An Homage, a Beacon: On Michael Parekowhai's 'The Lighthouse', by Lana Lopesi, Pantograph Punch

“Art has long depended on dirty money. Cigarette and liquor brands sponsored innumerable art exhibitions and competitions in the 20th century. Today, arms and oil companies fund some of the world’s biggest museums and most prestigious biennials. Creative New Zealand, our country’s core funder of the arts (spanning ballet, opera, theatre, you name it), gets much of its funding from the Lotteries Commission. Yes, from gambling.”

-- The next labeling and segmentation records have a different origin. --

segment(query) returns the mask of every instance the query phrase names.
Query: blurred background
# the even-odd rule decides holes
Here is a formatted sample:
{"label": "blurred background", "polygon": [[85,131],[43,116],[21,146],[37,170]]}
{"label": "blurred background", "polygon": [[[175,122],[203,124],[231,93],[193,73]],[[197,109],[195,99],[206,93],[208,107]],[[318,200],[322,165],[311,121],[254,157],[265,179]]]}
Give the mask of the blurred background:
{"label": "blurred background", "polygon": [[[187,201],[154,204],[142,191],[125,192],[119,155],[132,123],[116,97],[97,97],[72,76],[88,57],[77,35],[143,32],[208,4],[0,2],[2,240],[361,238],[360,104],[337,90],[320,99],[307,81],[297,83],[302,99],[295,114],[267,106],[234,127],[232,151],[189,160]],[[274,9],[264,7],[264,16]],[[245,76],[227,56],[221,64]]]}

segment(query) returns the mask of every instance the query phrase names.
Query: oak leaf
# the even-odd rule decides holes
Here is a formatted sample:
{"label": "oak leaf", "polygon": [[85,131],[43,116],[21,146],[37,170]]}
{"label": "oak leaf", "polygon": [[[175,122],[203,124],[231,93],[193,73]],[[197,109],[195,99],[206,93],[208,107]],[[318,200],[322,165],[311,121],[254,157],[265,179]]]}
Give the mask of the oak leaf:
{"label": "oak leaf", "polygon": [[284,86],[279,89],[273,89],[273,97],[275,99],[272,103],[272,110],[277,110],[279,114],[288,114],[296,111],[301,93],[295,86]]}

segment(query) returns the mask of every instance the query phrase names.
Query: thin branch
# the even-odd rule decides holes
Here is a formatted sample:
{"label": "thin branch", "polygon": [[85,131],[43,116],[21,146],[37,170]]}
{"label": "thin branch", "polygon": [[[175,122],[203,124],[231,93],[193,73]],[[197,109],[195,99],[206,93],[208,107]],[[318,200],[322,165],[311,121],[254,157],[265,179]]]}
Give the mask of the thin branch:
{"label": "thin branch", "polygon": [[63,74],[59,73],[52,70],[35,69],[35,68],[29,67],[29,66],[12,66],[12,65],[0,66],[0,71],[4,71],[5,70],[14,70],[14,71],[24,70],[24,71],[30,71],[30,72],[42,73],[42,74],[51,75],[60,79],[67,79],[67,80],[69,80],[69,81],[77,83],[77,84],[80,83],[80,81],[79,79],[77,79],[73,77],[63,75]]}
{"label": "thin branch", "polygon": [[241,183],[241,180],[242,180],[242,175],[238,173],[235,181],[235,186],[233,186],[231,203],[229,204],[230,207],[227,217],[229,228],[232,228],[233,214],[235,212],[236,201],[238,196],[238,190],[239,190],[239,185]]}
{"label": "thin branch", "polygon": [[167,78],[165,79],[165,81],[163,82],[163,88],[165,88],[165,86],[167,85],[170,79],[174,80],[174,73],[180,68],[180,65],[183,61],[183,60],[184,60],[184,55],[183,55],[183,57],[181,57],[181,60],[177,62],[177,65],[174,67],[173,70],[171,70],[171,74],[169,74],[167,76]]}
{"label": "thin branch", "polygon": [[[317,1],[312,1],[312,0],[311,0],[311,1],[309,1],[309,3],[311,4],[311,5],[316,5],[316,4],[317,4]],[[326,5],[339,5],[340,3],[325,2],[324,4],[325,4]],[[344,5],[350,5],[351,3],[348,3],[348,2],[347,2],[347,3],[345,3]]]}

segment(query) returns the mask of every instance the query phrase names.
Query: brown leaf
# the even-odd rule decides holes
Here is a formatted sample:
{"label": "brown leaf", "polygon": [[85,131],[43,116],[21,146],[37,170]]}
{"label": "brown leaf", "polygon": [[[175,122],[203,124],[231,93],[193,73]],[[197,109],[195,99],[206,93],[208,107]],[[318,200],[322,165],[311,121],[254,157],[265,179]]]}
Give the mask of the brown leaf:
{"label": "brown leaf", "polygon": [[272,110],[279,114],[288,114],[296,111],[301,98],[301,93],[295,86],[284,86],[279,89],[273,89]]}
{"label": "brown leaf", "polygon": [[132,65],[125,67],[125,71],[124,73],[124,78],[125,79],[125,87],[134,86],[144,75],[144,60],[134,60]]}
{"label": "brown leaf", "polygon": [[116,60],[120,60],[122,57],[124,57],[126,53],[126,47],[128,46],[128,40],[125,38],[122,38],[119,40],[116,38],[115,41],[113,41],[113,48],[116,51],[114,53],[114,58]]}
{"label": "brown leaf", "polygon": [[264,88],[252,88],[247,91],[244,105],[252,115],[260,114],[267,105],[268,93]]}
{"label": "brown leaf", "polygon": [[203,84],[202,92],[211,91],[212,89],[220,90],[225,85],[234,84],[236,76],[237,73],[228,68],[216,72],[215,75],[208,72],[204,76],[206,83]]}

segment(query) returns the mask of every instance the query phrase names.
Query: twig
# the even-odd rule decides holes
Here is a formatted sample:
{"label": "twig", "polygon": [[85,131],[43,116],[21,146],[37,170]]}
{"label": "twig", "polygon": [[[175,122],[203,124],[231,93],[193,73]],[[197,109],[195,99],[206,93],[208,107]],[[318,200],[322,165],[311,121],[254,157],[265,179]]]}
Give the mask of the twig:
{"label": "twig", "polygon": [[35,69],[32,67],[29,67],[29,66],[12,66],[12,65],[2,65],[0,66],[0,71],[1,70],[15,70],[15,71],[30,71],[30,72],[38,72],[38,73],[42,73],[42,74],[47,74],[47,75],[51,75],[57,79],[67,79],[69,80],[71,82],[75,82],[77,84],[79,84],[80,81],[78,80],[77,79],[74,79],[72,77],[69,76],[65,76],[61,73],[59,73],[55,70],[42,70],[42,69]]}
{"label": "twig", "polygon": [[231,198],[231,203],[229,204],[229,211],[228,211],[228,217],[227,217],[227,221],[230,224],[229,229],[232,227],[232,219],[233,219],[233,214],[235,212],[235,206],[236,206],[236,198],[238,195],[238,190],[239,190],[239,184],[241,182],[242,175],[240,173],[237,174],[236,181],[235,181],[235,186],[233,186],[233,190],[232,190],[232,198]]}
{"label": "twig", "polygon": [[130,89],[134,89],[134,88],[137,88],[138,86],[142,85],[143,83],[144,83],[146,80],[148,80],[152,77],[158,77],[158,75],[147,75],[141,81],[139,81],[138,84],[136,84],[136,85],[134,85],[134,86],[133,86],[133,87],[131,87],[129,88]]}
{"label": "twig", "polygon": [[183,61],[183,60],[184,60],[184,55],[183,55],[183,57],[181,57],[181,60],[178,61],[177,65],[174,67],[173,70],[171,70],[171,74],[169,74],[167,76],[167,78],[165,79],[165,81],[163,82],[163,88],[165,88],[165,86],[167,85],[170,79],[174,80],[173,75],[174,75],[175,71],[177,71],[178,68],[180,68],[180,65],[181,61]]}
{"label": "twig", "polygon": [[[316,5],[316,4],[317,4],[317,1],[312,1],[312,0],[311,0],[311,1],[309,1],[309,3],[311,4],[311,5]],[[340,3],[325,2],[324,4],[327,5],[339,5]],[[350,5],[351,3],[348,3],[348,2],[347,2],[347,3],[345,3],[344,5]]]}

Neo-Nazis Came for This Small Town. Can You Keep Them From Coming For Yours? By Anne Helen Petersen, Buzzfeed

“It’s there in the gas station manager who tells his employees not to serve people with license plates that indicate they’re from the Blackfeet Reservation. It’s there in the casual misgendering of a queer woman, three beers in, and the comments and stares that follow her through the night. It’s there when people second-guess the credentials of a local orthodontist, simply because he’s Korean-American. And it’s there in the nice-looking white ladies nodding their heads to the phrase “Islam is a black religion.”’

The Wait, by Jessica Grose, Lenny Letter

“I have no real reaction to this news, at least not at first. It's just confirming what I already thought. I need to do something to pass the time, so I start researching my condition online. It turns out I have a blighted ovum, which sounds like a kind of tree rot or Victorian curse. I prefer this term to just miscarriage, because it is vaguely gothic and slightly more specific.”

George Saunders Thinks Empathy Can Still Save Us, by James Yeh, Vice

‘"The progressive thing right now—we gotta fucking person up. We have to be not neurotic. The heroism in this moment is going to be to be humorous, really firm, and really articulate, and, I think, really empathetic, to really reach out to those Trump people that are willing to be reached out to—which, in my experience, is a lot of 'em.”’

'I thought I was smarter than almost everybody': my double life as a KGB agent, by Shaun Walker, The Guardian

“He had been living a double life for so long, he explains, that the ethical quandary of being a bigamist was not a stretch. His two identities inhabited different parts of his brain and, in his mind, neither Jack Barsky nor Albrecht Dittrich were ever unfaithful. “The German and the American were separate personalities. Neither ever dated more than one woman at the same time.”’

Wrestling with Demons: The Story of Chyna's Final Days, by Mitchell Sunderland, Broadly

“On Sunday, April 17, Chyna left Angra a rambling voicemail. "Hey, babe, it's me. I'm sorry that you're feeling sick," she said. "Beautiful day outside. Wish you were here. Really just enjoying by the way. You're welcome to come here and crash. So just enjoy the view. That's a $5 milkshake, see? Anyway all the sailboats are out today. It's a beautiful day. I love you, and I am doing much better, and my Filipino family now knows where I live. So they're over here. Gonna be food getting... Have to go through the two taxes thing all over again." Three days later, on April 20, Chyna was found dead.”

When Things Go Missing, By Kathryn Schulz, The New Yorker

“The morning after the election, I cried again, missing my refugee father, missing the future I had thought would unfold. In its place, other kinds of losses suddenly seemed imminent: of civil rights, personal safety, financial security, the foundational American values of respect for dissent and difference, the institutions and protections of democracy.”